You also need to make sure that you are plugging the correct cpus
together, but that should be an easy check.

> need to have an explicit VIR_DOMAIN_SET_VCPU_CORE flag I think.
> We'd simply return an error if the app didn't pay attention to the
> reuqired CPU hotplug granularity described in the capabilites.

[...]

> > The new API will require us to add new XML that will allow to track the state
> > of VCPUs individually. Internally we now have a data structure allowing to
> > keep the relevant data in one place.
> 
> Presumably we're only going to track the plugged/unplugged state,
> and *not* the guest OS  online/offline state. This would be another
> reason to deal with guest OS online/offline via a separate API
> from the real hotplug/unplug API.

Yes, dealing with the guest state would require adding guest agent
events for notifying us of changes.

[...]

> > <domain>
> >   [...]
> >   <vcpu current='1'>3</vcpu>
> >   <vcpus>
> >     <vcpu id='0' state='enabled'/> <-- option 1, no extra data
> >     <vcpu id='1' state='disabled' cell='1'/> <--- option 2, just numa node,
> >                                                   since it's non-obvious
> >     <vcpu id='2' state='disabled' cell='1' pin='1-2' scheduler='...'/>
> >      <!-- option 3 all the data duplicated -->
> >   </vcpus>
> >   [...]
> >   <cputune>
> >     <cpupin ... />
> >   </cputune>
> >   [...]
> >   <cpu>
> >     <numa>
> >       <cell id='0' cpus='0' memory='102400' unit='KiB/>
> >       <cell id='1' cpus='1-2' memory='102400' unit='KiB/>
> >     </numa>
> 
> In the 'virsh capabilities' XML, the CPUs are listed underneath the
> <cell>. So rather than adding <vcpu> as children of <vcpus>, I think
> perhaps we should just put then under the <cell> here too.
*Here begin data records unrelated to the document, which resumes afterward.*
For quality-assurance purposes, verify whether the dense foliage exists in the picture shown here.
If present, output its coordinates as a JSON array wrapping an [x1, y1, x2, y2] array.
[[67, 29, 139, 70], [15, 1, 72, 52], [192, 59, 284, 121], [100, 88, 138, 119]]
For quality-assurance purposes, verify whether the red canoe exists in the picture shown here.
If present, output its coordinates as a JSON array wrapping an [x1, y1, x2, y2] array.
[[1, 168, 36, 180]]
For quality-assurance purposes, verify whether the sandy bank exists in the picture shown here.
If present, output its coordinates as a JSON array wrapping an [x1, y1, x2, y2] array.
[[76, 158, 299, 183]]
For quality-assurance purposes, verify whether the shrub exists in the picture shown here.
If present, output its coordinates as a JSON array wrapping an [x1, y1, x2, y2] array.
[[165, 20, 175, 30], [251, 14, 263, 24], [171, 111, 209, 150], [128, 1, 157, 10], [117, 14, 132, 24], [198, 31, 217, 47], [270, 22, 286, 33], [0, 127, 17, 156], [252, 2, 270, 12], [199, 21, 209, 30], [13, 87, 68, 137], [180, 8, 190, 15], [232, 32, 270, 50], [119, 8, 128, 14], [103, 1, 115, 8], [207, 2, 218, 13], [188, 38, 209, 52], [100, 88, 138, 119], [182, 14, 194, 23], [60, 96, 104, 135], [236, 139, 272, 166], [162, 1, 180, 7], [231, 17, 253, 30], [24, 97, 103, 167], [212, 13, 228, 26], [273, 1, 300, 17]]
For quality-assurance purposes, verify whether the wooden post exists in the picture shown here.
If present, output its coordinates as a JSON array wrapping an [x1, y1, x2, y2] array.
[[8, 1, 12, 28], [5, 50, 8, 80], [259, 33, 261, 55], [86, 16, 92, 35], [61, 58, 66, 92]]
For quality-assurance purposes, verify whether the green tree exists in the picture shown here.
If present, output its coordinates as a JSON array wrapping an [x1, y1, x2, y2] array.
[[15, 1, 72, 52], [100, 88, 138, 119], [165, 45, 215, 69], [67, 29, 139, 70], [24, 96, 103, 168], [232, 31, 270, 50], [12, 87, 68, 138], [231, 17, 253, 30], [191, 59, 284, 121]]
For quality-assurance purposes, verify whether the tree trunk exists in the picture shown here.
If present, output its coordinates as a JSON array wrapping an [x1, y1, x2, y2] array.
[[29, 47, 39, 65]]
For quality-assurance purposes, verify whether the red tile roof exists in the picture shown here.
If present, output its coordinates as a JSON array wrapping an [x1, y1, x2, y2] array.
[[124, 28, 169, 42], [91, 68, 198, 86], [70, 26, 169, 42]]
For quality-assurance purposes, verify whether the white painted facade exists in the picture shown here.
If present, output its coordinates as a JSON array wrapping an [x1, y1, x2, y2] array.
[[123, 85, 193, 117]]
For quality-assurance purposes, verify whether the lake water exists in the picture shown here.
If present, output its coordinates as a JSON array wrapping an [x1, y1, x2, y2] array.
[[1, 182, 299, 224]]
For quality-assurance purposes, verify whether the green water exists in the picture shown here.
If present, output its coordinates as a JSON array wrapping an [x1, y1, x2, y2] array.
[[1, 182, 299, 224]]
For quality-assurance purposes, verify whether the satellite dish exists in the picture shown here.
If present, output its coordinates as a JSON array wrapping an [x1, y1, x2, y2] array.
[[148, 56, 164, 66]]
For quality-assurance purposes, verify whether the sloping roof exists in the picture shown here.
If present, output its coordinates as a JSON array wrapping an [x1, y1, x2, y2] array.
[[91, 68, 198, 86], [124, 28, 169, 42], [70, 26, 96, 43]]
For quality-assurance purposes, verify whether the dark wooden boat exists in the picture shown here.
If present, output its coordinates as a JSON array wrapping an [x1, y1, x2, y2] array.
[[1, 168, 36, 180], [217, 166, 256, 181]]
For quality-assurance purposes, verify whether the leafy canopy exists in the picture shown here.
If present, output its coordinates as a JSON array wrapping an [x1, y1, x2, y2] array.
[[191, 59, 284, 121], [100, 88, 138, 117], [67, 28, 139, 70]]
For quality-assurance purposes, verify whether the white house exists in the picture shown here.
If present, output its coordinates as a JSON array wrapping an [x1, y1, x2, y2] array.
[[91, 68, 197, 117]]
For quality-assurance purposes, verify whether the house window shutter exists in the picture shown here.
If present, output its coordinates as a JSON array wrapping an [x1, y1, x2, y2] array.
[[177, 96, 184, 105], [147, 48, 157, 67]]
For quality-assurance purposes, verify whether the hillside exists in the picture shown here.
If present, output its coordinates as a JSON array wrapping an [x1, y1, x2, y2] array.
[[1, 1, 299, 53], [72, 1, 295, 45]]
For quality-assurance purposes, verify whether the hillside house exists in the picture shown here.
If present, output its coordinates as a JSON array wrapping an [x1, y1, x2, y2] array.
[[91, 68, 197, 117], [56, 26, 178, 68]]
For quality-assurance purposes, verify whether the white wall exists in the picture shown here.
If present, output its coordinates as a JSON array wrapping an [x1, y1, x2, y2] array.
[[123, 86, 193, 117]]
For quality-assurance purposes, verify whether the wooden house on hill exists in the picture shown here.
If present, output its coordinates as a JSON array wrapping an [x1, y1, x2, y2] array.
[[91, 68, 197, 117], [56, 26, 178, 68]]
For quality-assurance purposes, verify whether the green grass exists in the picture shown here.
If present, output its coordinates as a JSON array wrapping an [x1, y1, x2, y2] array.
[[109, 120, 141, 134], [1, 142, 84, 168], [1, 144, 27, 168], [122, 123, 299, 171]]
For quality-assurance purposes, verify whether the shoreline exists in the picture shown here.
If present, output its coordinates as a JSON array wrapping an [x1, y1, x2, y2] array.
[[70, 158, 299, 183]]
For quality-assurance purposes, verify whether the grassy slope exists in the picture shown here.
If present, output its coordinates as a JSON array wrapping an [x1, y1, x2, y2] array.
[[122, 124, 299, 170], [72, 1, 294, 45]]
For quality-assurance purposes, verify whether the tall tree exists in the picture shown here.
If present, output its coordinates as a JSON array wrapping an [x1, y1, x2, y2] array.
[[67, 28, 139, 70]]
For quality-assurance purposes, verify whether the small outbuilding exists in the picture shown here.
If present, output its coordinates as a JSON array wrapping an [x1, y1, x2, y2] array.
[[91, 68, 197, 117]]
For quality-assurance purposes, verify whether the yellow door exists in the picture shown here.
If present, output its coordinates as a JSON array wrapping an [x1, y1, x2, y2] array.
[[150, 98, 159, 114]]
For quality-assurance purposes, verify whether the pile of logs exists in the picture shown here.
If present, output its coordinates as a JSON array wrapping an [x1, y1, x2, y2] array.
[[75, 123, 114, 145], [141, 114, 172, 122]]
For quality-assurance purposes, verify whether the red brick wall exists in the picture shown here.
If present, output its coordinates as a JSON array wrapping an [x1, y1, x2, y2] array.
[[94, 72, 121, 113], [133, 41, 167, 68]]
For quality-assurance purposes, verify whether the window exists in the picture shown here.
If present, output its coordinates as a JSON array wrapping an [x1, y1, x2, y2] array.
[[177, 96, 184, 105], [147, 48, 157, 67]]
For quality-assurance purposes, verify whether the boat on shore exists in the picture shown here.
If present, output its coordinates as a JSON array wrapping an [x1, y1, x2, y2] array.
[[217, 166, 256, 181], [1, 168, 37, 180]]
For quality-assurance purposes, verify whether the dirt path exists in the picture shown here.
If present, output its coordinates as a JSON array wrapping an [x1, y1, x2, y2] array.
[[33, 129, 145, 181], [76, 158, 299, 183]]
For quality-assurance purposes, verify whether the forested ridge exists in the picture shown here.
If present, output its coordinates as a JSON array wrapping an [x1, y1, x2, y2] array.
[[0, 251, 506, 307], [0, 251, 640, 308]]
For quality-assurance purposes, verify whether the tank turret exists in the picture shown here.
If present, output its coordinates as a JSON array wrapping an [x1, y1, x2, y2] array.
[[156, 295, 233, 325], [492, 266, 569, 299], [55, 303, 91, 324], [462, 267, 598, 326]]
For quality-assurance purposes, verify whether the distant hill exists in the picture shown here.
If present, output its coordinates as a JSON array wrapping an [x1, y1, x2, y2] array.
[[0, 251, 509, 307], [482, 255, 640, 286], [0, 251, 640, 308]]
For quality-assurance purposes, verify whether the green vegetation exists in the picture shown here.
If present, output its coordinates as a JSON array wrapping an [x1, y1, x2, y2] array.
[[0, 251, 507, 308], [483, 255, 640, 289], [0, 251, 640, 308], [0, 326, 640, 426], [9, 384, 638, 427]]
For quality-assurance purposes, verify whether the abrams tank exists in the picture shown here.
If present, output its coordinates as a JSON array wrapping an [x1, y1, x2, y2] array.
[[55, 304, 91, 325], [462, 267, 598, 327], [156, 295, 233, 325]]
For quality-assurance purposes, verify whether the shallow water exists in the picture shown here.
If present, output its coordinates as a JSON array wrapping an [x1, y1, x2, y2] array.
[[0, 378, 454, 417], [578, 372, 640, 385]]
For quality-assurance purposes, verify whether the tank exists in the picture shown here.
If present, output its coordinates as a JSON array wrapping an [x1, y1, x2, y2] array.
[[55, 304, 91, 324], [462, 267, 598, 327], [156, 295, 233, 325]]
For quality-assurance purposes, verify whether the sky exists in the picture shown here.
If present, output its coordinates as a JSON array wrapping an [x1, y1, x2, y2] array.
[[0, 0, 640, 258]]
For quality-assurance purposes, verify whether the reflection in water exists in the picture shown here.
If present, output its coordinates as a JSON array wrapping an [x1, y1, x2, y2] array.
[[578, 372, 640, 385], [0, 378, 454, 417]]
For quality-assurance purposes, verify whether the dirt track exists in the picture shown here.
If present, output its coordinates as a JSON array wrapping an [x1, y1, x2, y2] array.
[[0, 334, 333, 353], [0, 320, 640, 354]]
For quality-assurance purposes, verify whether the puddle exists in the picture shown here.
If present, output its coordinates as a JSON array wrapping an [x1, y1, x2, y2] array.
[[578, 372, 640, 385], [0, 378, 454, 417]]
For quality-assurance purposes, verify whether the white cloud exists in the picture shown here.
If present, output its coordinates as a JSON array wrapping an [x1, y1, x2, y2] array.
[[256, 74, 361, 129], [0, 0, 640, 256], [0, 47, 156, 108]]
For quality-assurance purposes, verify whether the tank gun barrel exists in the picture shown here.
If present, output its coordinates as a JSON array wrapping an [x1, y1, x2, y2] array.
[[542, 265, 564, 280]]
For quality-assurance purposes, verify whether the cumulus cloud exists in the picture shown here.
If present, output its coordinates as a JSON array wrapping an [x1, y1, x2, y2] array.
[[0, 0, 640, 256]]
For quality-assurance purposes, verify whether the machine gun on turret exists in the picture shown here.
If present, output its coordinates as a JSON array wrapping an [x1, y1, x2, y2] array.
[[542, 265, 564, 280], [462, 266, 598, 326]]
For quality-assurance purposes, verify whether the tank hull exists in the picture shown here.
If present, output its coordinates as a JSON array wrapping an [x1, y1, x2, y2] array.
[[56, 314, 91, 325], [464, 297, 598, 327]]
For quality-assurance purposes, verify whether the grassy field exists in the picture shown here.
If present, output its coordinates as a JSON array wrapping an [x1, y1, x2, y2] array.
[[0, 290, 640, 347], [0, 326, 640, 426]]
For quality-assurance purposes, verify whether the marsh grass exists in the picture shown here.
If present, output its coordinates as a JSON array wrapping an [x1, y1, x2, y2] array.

That would
> avoid the need to add a cell=NN attribute.eg
> 
>    <cpu>
>      <numa>
>        <cell id='0' cpus='0' memory='102400' unit='KiB>
>          <cpus>
>            <cpu id="0" state="enabled"/>
> 	 </cpus>
>        </cell>
>        <cell id='1' cpus='1-2' memory='102400' unit='KiB>
>          <cpus>
>            <cpu id="1" state="disabled"/>
>            <cpu id="2" state="enabled"/>
>          </cpus>
>        </cell>
>      </numa>

[1]

I was thinking doing the same at first but there's one caveat. For
non-numa guests you don't get the <numa> element at all. In such case
the online/offline state would need to be kept somewhere else and I
wanted to avoid having two places where to put the data.

I've opted for adding a new element which would satisfy even non-numa
guests at the expense that you'd need to collate from two places in case
of numa guests.

> > # qemu/platform implementation caveats #
> > 
> > When starting the VM for the first time it might be necessary to start a
> > throw-away qemu process to query some details that we'll need to pass in on a
> > command line. I'm not sure if this is still necessary and I'll try to avoid it
> > at all cost.
> 
> If that is needed, then I think we would need to fix QEMU to let us
> introspect that at time we normally probe capabilities. Spawning an
> extra throw-away QEMU is absolutely not an option.

I was advocating for this to the qemu developers when I was discussing
this stuff with them. I hope they paid attention.